Although it is typically discouraged, my buyer reached out to the seller dad.  And seller dad began to communicate directly with the buyer.  They actually got somewhere (by this time the seller dad had pretty much alienated everybody else on the team, and my buyer has the magic touch.) Of course, my buyer had to do the accommodating. The foreclosure was postponed again. Whew!  And a month after it was supposed to close, the seller dad gave my buyer a date for both closing and for possession.  My buyer was able to move his plans around to accommodate the new date.

And the closing finally, finally occurred. The sellers moved out.  As much agony as we went through, my buyer client’s efforts made this happen.  We were thrilled to celebrate on his new patio last week, and toast the buyer’s persistence.

Wednesday, June 12, 2013

Prices of homes for sale increased locally, as if you didn't know

In case you did not see the L.A. Times, home prices increased 24.7% year over year.  And not just for homes in Burbank, Toluca Lake or Studio City either -- this is an average of five counties.  L.A. county home prices increased 30.2% to an average of $410,000 per house.  Here's the link to the article.

Friday, June 07, 2013

621 N. Keystone in Burbank closed today

621 N. Keystone in Burbank closed today for $607,500.  It originally went into escrow at $615,000 but there were some needed repairs that lowered the price.  We held our breath on the appraisal but it came in to value and is now the highest price by square foot in the neighborhood. The sellers are wonderful and the buyers are, too.  It was something extremely rare -- a smooth escrow (very unusual these days).  I hope the buyers and their baby daughter will be very happy in their new house and I wish my wonderful seller clients the best of luck, too!  Thanks to Gary Mazziotti, my partner on this transaction, and the terrific buyers' agents too.

Thursday, June 06, 2013

New interest rates and new r.e. stats

Yes, interest rates went up this week.  Again.  Conforming loan rates are now hovering around 4.2%-4.3%. The lenders that I've spoken with don't expect them to go down much in the near future, if at all.  They are still at historic lows, but that probably doesn't make you feel much better if you're a buyer.

And here are some interesting local stats from California Association of Realtors:
- From 2001 - 2007, all-cash purchases were about 6.2%-8.4% of total sales,
- In April 2013, all cash purchases were 29.3% of total sales,
- 27% of California sales are to non-U.S. citizens,
- 66% of investor buyers are holding for the long term,
- 75% plan to hold for about 6 years,
- 25% are flippers,
- 67% investors are paying cash,
- For those who sell, the return on investment is around 14%,
- 78% of investor purchases were single family homes,
- 14% were multi-family homes.

Will this all change?
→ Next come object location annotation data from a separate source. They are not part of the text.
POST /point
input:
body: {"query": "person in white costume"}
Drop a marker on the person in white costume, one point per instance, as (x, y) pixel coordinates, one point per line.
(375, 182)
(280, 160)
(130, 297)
Of course.  When? I don't know.  But the real estate market has really surprised all of us with its quick turn arounds in the last few years.

Tuesday, June 04, 2013

Real estate in Spain

Just what you wanted to know -- how's the real estate market in Spain?  Well, since I was there last week I'm able to tell you.  The Spanish economy is not good.  Unemployment is really, really high and of course the Spanish are experiencing somewhat of the same kind of real estate market that we did in 2008+.  A lot of smaller areas have new developments that are unsold and, in some cases, not even finished.  The picture above is of a town in Don Quixote country.

...But of course, in the highly desirable centers of the bigger cities, premium apartments and homes in the bigger cities are going up in price.  Sound familiar?

But what of all those lovely character homes in the centers of the old cities? Wouldn't it just be fabulous to own one of those? Apparently, nobody wants them.  There is no place to park.  The streets are just a few feet wide.  (Imagine trying to get your brand-new front-loading washer dryer set delivered.)  All electrical wiring is on the outside of the building.  It's a real problem to get anything fixed as the municipalities won't let you make changes to the outside of the residential buildings.  Sellers have to hang for-sale signs from their windows as there are no yards to put posts in (see above).  So as interesting as this all was, I think I'll stick to San Fernando Valley real estate for now.